“Work on Saturday”, they said, “and we’ll give you Monday off.” Okay. Of course, what was supposed to be an easy 8 hrs turned into 14 hrs. (T_T) Oh well, I got paid OT. But I sure was glad I scheduled a spa day for myself on Monday. The catch? I booked it at a Korean spa in K-town. While I had been to a “Korean” spa before, I had not been to a true one yet.
Korean spas. Not quite your typical place where you lounge in tranquility to the soothing sounds of pan flutes and aromatherapy and enjoy treatments in a private room. No, Korean spas are different. Jacuzzi pools may include green tea or mugwort in the water. Dry saunas may be enhanced with jade walls, salt bricks or some other mineral while wet saunas may have some herbal concoction scenting the air. Also, everyone is naked. Wait, what? Naked? What do you mean “naked”? Uh… naked. Nude. Au naturel. Birthday suit. Boobies and bushes everywhere! Well, except for those that go for the full Brazilian… TMI?

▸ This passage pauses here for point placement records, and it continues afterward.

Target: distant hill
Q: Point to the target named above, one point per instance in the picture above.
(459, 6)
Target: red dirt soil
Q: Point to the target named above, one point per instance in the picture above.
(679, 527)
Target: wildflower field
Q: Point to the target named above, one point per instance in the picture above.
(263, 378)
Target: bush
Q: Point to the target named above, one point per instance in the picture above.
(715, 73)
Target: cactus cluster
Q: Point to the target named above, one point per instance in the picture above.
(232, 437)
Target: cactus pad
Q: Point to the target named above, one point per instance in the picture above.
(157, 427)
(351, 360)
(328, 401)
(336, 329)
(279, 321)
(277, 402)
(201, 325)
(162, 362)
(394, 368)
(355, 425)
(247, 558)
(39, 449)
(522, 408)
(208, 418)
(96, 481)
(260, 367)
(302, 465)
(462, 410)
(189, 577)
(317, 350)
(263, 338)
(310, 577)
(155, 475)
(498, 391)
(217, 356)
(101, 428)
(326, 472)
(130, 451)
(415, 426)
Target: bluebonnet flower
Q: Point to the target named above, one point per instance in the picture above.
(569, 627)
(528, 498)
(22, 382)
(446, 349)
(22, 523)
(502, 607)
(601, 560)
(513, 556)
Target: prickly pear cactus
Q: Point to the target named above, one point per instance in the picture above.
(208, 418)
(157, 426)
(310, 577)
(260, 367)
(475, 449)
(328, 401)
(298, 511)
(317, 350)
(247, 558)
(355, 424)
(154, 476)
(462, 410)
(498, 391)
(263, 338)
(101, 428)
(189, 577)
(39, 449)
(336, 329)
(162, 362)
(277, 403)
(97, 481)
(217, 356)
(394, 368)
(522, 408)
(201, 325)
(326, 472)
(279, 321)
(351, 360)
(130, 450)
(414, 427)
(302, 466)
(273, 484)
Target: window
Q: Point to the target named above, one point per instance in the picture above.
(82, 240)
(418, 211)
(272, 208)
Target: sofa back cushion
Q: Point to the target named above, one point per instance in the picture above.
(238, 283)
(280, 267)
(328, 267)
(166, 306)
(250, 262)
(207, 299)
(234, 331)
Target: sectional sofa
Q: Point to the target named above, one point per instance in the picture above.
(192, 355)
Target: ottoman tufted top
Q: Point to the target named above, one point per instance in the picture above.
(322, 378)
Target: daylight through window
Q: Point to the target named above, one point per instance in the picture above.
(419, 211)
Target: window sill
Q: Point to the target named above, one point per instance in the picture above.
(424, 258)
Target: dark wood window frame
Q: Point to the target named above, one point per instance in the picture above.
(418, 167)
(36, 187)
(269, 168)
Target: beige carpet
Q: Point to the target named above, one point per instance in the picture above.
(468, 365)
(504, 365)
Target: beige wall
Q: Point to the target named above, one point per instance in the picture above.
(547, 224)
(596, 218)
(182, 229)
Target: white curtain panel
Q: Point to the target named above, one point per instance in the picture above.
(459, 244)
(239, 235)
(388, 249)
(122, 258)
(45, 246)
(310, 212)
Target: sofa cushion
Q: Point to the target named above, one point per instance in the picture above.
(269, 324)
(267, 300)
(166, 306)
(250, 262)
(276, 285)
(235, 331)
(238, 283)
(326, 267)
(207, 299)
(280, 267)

Yeah, if you’re in anyway uncomfortable with nakedness, Korean spas are not for you. I mean you could cover up with the provided towel or robe but you’ll have to be naked to get into any of the pools. And you’ll still have to deal with seeing everyone else’s junk. It’s not that big of a deal since no one is looking at you and judging (at least not outwardly). There’s all sorts of body types and ages from college kids to old grannies. Trust me, if I can get over being nekkids in front of strangers with this awesome post-preggers body (read: overweight and still look 6mths pregnant, stretch marks galore), then so can you.
I booked a treatment but wanted to make use of the pools and saunas beforehand so I arrived about an hour earlier. I guess Korean spas like to set their heat to 11 cuz while the pools and wet sauna were tolerable, the dry heat rooms were ovens. I was boiled and steamed in mugwort and roasted in salt and cedar wood rooms. I’m pretty sure this is not unlike what dumplings feel like. I could be a dumpling…
The idea of multiple types of heat is that you raise your body temp in one of the hot rooms and then cool yourself back down with a cold shower/jump in the cold tub (which is like an ice bath) and then return to a different room to reap multiple benefits. I don’t know if it did me any good other than cause some water weight loss but I did think about eggs hard-boiled a la Julia Child’s method.
I opted for the silver package – 2 hrs of pampering for $130. Seriously a good deal given what similar packages cost at other spas. So there’s no private room but there is a sectioned off area where anyone getting a treatment goes. While you still hear everything from conversations to the showers going on and off, you can surprisingly reach a state of zen relaxation. Or snoring sleep, in my case.
First, I was scrubbed clean. Pretty sure every dead skin cell and then some was scoured off me. Then I had my hair washed and a conditioning treatment put in. Then there was the seaweed wrap where they covered my body in green sea-smelly goop and wrapped me in foil. I also had my face slathered in a cucumber mask. I was very tempted to just stick my tongue out and taste it as it smelled very much like slightly pickled cucumbers, but I didn’t. At this point, I was pretty sure I was going to get rolled into the dry sauna to bake but I wasn’t. After I was rinsed off, I was oiled down and massaged. Not the kind of gentle Swedish massage but the kind where they dig into you with their elbows in an effort to tenderize any tough
meat muscles. I think I may have experienced the life of a Kobe beef cow out of order…
Overall, it was a pretty good experience. Once the initial awkwardness of “OMG NEKKID!” wore off, that is. And I walked out of there feeling smooth and gooey. There was a noticeable enough difference in my skin that Cat Wrangler declared that I should go to the spa more often. I’m okay with that. Moo.